Ancien champion de ski et vainqueur du Dakar-2006, à 51 ans, l'Alpin Luc Alphand a déjà vécu plusieurs vies et s'apprête à en commencer une nouvelle avec le rallye de la Route de la Soie: cette fois, le "plaisir du sport" devrait prendre le pas sur la compétition.
Il y a presque 20 ans, en 1997, celui que ses amis surnomment "Lucho" remportait pour la troisième fois d'affilée la Coupe du monde de ski de descente avant de mettre fin aussitôt à sa carrière de skieur à la surprise générale.
"Dans chaque sport de haut niveau, tu arrives vite à saturation parce que tu fais toujours les mêmes choses", confie-t-il. "En arrêtant le ski, je m'étais juré de ne plus jamais faire un sport qui prend la tête".
"J'avais toujours pratiqué la moto en complément du ski, pour savoir gérer le risque et la vitesse. L'auto était une transition naturelle", explique-t-il.
Lors d'"une soirée bien arrosée", le skieur décide de se lancer dans une nouvelle aventure: le sport automobile. D'abord "par simple plaisir" mais, très vite, l'esprit de compétition le rattrape de nouveau. "C'est toujours comme ça: à un moment, tu réalises que tu es bon, que tu peux gagner si tu t'entraînes suffisamment et là, c'est reparti, tu te mets la pression", se souvient-il.
Courses après courses, Luc Alphand troque les pistes de ski pour la poussière des rallyes et remporte en 2006 le rallye, alors africain, du Dakar. Jusqu'à ce qu'un grave accident lors d'une compétition de moto en 2009 ne brise en plein élan sa "deuxième carrière" et manque de peu de le rendre tétraplégique.
Savourer le moment
"Je me souviens de chaque minute précédant l'opération: j'étais allongé dans mon lit d'hôpital et je ne sentais plus mon corps", raconte Luc Alphand. "Là, je me suis dit, je suis foutu. Quand tu es sportif, ton corps, c'est ton intégrité, c'est ce qui te constitue".L'opération est réussie et, après de longs mois de rééducation, "Lucho" retrouve l'usage de ses membres. Avec néanmoins de lourdes séquelles: interdiction formelle du médecin de participer à des courses automobiles. "Depuis l'accident, mon regard a changé sur le sport. J'ai compris que la vie, ce n'est pas que les compétitions. C'est aussi faire du sport pour le plaisir", assure-t-il. "Les dernières vingt années ont passé à toute vitesse. Là, j'aimerais davantage savourer le moment."

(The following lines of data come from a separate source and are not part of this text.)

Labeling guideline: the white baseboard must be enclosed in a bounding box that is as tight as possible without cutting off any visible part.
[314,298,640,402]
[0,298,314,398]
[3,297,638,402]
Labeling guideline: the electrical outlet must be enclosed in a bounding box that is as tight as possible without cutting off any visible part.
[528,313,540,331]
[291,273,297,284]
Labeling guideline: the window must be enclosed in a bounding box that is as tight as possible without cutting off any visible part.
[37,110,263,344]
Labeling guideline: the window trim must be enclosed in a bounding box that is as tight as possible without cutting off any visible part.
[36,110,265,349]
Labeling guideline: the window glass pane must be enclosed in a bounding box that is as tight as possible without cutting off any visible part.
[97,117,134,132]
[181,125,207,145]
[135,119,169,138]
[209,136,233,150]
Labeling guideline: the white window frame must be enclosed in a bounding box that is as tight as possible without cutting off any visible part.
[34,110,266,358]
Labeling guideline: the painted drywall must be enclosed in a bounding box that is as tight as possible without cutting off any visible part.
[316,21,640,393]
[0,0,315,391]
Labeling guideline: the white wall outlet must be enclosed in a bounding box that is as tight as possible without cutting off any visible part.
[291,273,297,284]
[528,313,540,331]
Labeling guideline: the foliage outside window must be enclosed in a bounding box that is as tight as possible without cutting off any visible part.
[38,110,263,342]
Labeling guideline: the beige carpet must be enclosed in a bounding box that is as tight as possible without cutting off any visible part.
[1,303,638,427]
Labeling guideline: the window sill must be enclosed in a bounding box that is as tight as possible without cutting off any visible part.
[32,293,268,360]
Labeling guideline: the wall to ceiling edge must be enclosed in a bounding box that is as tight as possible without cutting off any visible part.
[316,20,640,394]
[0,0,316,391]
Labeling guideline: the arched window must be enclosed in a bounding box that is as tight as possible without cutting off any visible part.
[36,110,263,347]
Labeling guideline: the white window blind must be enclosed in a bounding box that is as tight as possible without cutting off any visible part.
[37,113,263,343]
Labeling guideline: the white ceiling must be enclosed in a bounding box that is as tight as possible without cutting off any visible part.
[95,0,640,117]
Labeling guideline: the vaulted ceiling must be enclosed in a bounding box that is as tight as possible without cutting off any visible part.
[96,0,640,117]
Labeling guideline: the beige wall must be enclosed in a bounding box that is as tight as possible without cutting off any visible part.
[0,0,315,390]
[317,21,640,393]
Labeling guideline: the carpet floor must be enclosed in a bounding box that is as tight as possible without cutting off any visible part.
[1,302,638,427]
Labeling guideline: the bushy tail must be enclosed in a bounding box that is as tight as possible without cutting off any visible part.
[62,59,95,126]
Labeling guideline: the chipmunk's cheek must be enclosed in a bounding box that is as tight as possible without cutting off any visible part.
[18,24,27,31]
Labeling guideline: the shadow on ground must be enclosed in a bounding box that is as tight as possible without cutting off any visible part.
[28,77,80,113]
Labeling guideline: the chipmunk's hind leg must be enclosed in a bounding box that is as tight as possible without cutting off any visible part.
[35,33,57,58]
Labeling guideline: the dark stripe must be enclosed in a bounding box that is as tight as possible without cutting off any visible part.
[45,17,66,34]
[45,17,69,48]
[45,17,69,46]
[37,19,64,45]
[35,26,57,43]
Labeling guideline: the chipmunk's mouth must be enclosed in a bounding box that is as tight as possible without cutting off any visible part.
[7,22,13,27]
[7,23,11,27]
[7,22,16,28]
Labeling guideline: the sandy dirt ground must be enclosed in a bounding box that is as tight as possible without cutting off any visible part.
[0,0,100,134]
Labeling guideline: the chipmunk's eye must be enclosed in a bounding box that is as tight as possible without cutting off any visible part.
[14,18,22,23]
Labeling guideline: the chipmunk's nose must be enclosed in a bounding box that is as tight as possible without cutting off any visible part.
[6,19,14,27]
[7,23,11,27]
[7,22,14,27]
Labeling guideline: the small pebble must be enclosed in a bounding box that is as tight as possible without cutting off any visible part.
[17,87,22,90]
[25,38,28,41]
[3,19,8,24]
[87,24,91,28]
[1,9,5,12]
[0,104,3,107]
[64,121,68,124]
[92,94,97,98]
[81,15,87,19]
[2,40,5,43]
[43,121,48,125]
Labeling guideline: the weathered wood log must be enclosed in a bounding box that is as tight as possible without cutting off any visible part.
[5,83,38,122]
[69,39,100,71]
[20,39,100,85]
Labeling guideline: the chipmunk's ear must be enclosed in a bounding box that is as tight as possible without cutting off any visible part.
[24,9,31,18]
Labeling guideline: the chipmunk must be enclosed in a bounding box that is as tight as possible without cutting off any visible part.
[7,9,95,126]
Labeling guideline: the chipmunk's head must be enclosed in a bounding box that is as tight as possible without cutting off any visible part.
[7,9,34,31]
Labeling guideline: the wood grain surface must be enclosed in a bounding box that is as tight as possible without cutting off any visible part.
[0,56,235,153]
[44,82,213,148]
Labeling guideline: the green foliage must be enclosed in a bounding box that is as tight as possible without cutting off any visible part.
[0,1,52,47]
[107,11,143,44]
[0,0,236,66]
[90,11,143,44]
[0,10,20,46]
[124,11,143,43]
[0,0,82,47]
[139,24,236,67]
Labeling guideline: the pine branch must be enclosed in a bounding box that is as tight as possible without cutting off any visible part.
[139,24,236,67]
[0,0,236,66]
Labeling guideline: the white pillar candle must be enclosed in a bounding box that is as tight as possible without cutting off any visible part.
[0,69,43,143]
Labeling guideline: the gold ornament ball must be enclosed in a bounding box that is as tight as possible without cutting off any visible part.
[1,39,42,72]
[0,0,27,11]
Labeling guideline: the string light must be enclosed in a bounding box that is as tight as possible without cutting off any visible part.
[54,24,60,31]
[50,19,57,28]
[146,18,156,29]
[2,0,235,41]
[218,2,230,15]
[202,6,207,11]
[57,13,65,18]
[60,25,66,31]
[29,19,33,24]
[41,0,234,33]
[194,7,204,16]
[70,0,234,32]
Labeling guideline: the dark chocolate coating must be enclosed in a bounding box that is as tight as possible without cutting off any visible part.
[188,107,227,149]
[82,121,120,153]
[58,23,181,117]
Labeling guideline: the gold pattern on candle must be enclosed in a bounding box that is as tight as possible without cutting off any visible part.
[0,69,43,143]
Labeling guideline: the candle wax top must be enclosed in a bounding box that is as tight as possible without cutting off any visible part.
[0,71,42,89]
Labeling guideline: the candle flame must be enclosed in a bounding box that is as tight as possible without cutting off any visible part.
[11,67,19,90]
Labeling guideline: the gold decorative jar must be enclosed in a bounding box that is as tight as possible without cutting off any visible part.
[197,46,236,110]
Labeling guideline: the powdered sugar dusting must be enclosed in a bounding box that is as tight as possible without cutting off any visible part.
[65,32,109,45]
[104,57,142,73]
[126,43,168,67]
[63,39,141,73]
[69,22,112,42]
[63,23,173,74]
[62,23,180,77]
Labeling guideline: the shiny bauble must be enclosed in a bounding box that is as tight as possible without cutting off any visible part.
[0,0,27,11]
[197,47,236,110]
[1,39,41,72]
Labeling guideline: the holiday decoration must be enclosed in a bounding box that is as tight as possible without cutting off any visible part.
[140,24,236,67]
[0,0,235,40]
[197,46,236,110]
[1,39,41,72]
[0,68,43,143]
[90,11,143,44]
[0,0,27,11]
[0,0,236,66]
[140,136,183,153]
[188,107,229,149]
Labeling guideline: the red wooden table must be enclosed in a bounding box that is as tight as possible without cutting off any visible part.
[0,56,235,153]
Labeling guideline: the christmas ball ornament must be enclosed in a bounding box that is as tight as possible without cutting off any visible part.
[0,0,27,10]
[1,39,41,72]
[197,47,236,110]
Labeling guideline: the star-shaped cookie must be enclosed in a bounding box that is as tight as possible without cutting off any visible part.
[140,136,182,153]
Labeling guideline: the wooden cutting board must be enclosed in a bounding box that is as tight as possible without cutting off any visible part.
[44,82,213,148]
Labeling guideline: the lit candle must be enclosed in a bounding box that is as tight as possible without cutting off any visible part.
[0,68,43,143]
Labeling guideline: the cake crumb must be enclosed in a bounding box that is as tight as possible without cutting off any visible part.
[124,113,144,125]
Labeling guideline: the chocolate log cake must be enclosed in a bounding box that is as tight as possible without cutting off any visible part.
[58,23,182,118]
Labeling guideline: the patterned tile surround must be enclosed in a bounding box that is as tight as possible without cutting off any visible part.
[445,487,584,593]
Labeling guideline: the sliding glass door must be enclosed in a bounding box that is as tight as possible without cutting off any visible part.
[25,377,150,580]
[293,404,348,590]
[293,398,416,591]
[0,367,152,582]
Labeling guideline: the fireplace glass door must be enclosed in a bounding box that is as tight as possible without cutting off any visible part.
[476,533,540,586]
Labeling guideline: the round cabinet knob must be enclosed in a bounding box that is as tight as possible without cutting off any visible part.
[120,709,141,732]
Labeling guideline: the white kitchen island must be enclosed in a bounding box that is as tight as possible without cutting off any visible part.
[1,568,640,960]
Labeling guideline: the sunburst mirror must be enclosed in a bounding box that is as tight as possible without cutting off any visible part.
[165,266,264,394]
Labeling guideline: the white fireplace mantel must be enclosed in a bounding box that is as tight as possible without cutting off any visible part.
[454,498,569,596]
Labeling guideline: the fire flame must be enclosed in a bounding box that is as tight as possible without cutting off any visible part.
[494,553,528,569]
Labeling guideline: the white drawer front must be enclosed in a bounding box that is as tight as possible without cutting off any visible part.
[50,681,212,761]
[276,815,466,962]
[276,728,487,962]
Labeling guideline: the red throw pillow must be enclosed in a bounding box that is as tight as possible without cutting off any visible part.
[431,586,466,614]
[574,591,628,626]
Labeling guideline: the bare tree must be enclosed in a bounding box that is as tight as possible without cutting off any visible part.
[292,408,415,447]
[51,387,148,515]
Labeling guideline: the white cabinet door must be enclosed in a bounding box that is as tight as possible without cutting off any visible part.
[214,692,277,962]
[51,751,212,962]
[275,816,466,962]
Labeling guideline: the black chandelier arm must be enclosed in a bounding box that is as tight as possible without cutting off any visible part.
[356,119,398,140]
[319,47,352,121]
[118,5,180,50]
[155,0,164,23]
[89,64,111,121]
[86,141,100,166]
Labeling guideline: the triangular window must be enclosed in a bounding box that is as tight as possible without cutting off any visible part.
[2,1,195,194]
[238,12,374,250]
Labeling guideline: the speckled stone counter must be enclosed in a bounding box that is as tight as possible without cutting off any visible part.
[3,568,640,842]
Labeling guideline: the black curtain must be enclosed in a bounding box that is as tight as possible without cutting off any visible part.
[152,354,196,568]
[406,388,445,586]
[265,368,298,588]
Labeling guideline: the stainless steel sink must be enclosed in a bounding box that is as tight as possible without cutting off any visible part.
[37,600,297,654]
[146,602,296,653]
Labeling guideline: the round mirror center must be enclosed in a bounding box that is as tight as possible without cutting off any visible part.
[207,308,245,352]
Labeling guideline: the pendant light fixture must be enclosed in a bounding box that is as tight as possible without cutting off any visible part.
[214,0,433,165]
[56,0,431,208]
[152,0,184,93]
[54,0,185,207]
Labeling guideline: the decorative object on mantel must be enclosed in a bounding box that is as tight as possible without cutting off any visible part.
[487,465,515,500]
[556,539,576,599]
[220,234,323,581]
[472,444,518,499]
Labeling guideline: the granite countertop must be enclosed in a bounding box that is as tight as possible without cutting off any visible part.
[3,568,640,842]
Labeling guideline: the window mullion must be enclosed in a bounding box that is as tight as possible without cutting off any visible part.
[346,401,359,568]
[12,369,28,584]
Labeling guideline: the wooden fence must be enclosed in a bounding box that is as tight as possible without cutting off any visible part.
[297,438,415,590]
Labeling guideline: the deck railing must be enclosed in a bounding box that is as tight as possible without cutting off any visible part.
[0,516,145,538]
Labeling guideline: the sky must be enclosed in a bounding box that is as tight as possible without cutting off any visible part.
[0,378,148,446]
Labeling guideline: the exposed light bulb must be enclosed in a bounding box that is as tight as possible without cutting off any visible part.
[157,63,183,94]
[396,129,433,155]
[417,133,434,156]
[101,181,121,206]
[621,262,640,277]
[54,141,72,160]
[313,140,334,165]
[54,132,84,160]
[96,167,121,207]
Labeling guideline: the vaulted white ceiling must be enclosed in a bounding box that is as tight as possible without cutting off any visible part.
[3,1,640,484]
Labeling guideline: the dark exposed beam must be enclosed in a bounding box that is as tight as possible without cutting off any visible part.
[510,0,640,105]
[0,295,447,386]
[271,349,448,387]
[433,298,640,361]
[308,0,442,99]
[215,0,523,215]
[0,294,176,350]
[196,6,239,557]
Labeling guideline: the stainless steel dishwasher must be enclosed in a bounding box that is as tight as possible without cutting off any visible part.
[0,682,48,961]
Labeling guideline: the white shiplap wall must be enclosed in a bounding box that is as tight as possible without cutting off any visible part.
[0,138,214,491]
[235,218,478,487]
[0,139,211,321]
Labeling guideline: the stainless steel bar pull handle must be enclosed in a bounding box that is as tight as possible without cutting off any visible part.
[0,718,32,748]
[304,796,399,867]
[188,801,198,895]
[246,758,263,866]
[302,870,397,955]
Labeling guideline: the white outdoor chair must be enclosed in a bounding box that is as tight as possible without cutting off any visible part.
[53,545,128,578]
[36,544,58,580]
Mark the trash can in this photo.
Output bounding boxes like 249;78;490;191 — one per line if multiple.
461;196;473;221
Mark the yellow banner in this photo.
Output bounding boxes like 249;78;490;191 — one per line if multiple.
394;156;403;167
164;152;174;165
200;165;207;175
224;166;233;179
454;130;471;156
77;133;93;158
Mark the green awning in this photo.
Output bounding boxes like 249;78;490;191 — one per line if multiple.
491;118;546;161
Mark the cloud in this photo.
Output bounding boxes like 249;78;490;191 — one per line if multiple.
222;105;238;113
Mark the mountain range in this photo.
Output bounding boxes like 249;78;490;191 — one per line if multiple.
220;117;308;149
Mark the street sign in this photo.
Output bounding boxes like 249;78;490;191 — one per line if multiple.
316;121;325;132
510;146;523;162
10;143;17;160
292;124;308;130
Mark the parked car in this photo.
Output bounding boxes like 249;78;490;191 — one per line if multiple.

"Je ne sais pas si je serai capable de m'attaquer à un nouveau sport", murmure-t-il, perdu dans ses pensées. Après un petit silence, il lance en souriant: "Ah si, l'escalade. Monter un sommet de 8.000 mètres et tout redescendre en ski, ça me dirait bien."
Le Silk Way, un rallye qui fait "rêver"
Pas question pour autant de quitter le circuit: bien qu'il n'y participe pas, l'ancien pilote a aidé à "positionner le cursus de difficulté" du Rallye de la Route de la Soie. Surtout, et son regard s'anime lorsqu'il en parle, Luc Alphand souhaiterait aider la France à renouer avec son héritage de "grand pays de sport automobile"."On n'a plus de F1 et il y a une désaffection presque idéologique du public alors même que le rallye évolue et devient de plus en plus passionnant", affirme-t-il. "Prenez par exemple le Silk Way: c'est vraiment un rallye comme on n'en a pas fait depuis longtemps: il y a des forêts, des déserts, des steppes, des montagnes. Ca fait rêver les concurrents et, moi aussi, ça me fait rêver", confie "Lucho".